BdP: Volume de negócios no sector do turismo aumentou 6% em 2015

Um estudo do Banco de Portugal (BdP) divulgado esta quinta-feira indica que o volume de negócios no sector do turismo cresceu 6% entre 2014 e 2015, período em que o número de empresas em actividade aumentou 2,4%.

A Análise do Sector do Turismo, com informação sobre a situação económica e financeira das empresas pertencentes ao sector do turismo entre 2011 e 2016 destaca que, comparativamente a 2011, a relevância do sector aumentou, com “uma criação líquida de empresas superior à do total das empresas (aumento do peso do sector em 0,7 pp, tanto em número de empresas, como de volume de negócios e número de pessoas ao serviço)”. Em 2015, integravam o sector do turismo 13% das empresas em Portugal (53 mil empresas), as quais agregavam 10% das pessoas ao serviço e geravam 6% do volume de negócios.

Os resultados são apresentados por referência às classes de dimensão – microempresas, pequenas e médias empresas (PME) e grandes empresas – e aos segmentos de actividade económica (transportes e logística, alojamento e restauração, e “actividades recreativas e culturais”), e comparados com os resultados do total das empresas.

O alojamento e restauração era o segmento mais relevante, representando 72% das empresas do sector, 43% da facturação e 75% do número de trabalhadores, quanto os transportes e logística eram responsáveis por 41% do volume de negócios do sector, correspondendo a 16% das empresas e pessoas ao serviço, e as actividades recreativas e culturais representavam 16% da facturação, 12% das empresas e 9% das pessoas ao serviço.

O Banco de Portugal refere ainda que o peso das microempresas no sector do turismo (91%) era similar ao registado no total das empresas (89%).
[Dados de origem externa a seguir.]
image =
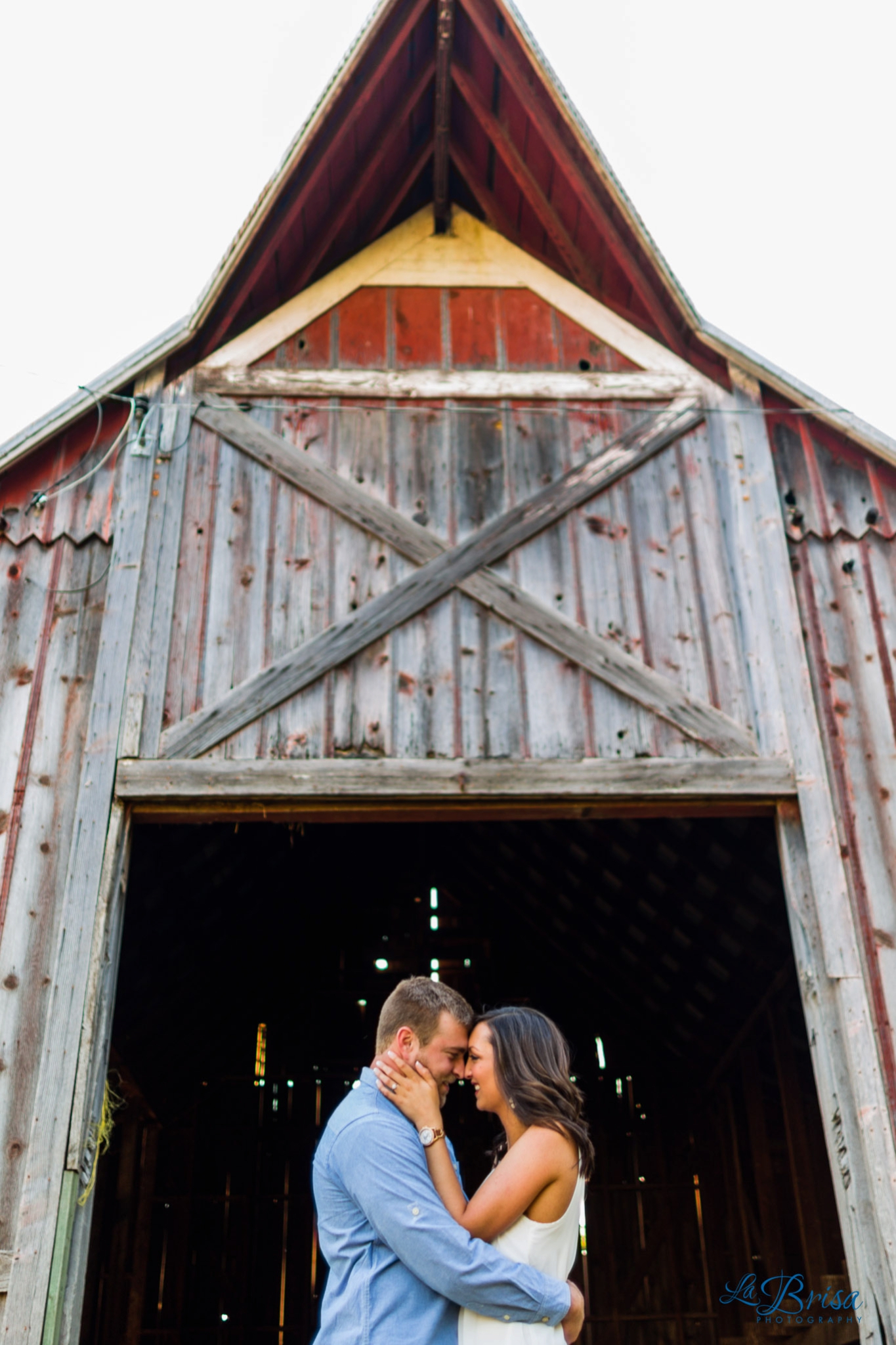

Contudo, as PME (9% das empresas) eram responsáveis pela maior parcela do volume de negócios (40%) e do número de pessoas ao serviço (45%), parcelas ainda assim abaixo das registadas no total das empresas. Também a relevância das grandes empresas (39% do volume de negócios e 16% das pessoas ao serviço no turismo) era menor do que no total das empresas (4%do volume de negócios e 27% das pessoas ao serviço). Os distritos de Lisboa e do Porto agregavam 59% e 11% do volume de negócios do sector, respectivamente.

A variação positiva do volume de negócios foi transversal a todas as classes de dimensão (11% nas PME, 6% nas microempresas e 2% nas grandes empresas) e segmentos de actividade (11% no alojamento e restauração, 5% nas actividades recreativas e culturais” e 2% nos transportes e logística).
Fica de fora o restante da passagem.